Nella mostra di Zuoz è l’uso della xilografia – l’incisione di tavole lignee che vengono poi impiegate per riprodurre il soggetto su carta – ad attirare l’attenzione di coloro che conoscono il percorso artistico di Gertsch. La gallerista Monica De Cardenas spiega; «Egli reinventa questa tecnica. Usa la xilografia in maniera monocroma, con dimensioni fuori dalla media e con tecnica iperrealista, definendone quindi una versione del tutto nuova e mai sperimentata prima». I materiali sono scelti con la massima attenzione, il colore desiderato è ottenuto direttamente dai pigmenti, proprio come si faceva in passato, e le carte per la stampa sono scelte dalla produzione artigianale giapponese.
È l’artista stesso a spiegare meglio questa ed altre questioni nell’intervista che segue.
Signor Gertsch, potrebbe spiegare la tecnica utilizzata per realizzare le opere esposte nella mostra in corso a Zuoz? Quando ha iniziato a utilizzare questo medium?
Dopo aver dipinto – fra il 1980 e il 1984 – sei ritratti di donne che presentavano una forte presenza vitale, ho sentito la necessità di schermare i volti attraverso una nuova tecnica. Ho scelto allora il medium meno appropriato, la xilografia, per ottenere una transizione graduale dal chiaro allo scuro. Per fare ciò ho dovuto reinventare la xilografia. Dopo molti tentativi, ho trovato la soluzione: intagliare, per mezzo di una sgorbia, la tavola lignea dipinta di blu scuro. Dopo molti mesi, i punti luminosi, proprio come stelle in cielo, hanno determinato un disegno fatto di luce, rappresentante il volto dell’inverno. Ho realizzato così un antico sogno: unire un’immagine realistica ed uno spazio monocromo.
Molte delle sue opere sono ritratti. Cosa la conduce alla scelta del soggetto?
Dal 1989 sono stati realizzati nove ritratti di giovani donne (dipinti) e quattro xilografie. L’incontro con le modelle è una storia a sé, ma si è trattato di felici coincidenze, che mi hanno permesso di realizzare le mie visioni.
A Burgdorf un museo è interamente dedicato al suo lavoro. Ci può dire qualcosa sul suo coinvolgimento?
Solo questo, a proposito di Burgdorf: i begli spazi del museo mi permettono di valorizzare il carattere ambientale dei miei quadri. Ogni sei mesi c’è un cambio di allestimento, così posso configurare un nuovo ambiente con dipinti e xilografie dalla collezione e anche con opere appena concluse.
Come è arrivato a dipingere le Quattro stagioni? Si tratta di un soggetto complesso sia per il grande formato, che per il soggetto. È stato in qualche modo influenzato da qualche autore del passato?
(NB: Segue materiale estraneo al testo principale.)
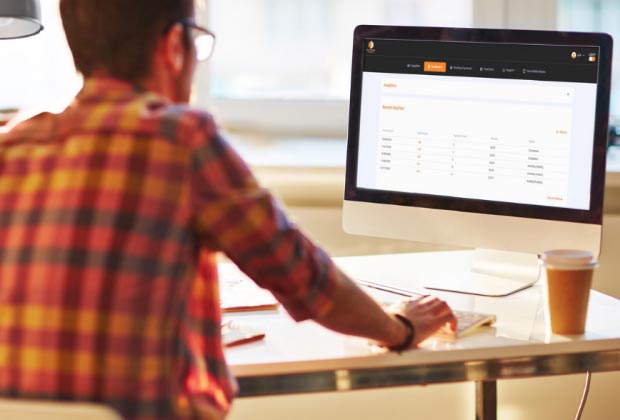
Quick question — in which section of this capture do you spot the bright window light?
[558,0,620,117]
[202,0,473,100]
[0,0,82,112]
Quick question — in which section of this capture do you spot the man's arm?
[186,124,454,346]
[314,275,456,347]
Pur essendo rimasto molto affascinato a ventun anni dalle Quattro stagioni (dipinte nel 1565 da Pieter Bruegel il Vecchio, ndr) al Kunsthistorisches Museum di Vienna, non furono questi dipinti, nel 2007, ad ispirarmi per la mia versione delle quattro stagioni. È stato piuttosto il nostro piccolo bosco, che dista ottanta metri da casa e dove passeggio di frequente, osservando attorno a me con lo sguardo del pittore. Oggi mi capita di camminare attraverso quella piccola foresta con un sentimento di liberazione.